Background
Cloud services use virtualization platforms to provide their services. These platforms use hypervisors to enable easier scalability of applications and higher system utilization by abstracting the underlying host resources. Unfortunately, these systems have an increased level of memory virtualization pressure, as hypervisors and guests keep separate page tables. The amount of address translation increases as the hypervisor-based systems involve two-dimensional page table walks. With the increased number of cores and big data sets, the conventional SRAM Translation Look-aside Buffers (TLBs), whose capacities are constrained by latency requirements, cannot hold all translations of page.
Invention description
This invention proposes to build very large Translation Look-aside Buffers (VL-TLBs) that may be stored in DRAM. While DRAM access is slow, only one access is required instead of up to 24 accesses required in many modern virtualized systems. Even if many of the 24 accesses may hit in the special paging structures, the aggregated cost of the many hits plus the overhead of the occasional misses from the paging structures still exceeds the cost of the one memory access to the VL-TLB. Additionally, it might be possible to implement the VL-TLB in emerging technologies such as the die-stacked DRAM with bandwidth and slight latency advantages.

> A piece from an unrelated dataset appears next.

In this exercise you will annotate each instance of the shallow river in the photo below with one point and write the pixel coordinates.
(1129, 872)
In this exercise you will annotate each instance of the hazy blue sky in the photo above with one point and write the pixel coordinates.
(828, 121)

The miss penalty of VL-TLB is high since page table walk has to wait until the latency of fetching an entry from DRAM. The hit/miss outcome can only be identified after entries are completely retried from L3 TLB. The penalty of an L3 TLB miss can be reduced using a predictor indexed by program counter and address offset.
Benefits/advantages
- Performance improvement of 12.5% when implemented in die-stacked DRAM
- Elimination of nearly all TLB misses in 8-core systems using VL-TLB of 64MB size
- Performance improvement of 10% when implemented in off-chip DRAM
- Very large TLB structure eliminates a large number of expensive page table walks.
- Low overhead TLB locations predictor make L3 TLB a feasible option.
The figure illustrates a single channel of a typical die-stacked DRAM with multiple banks in accordance with an embodiment of the present invention.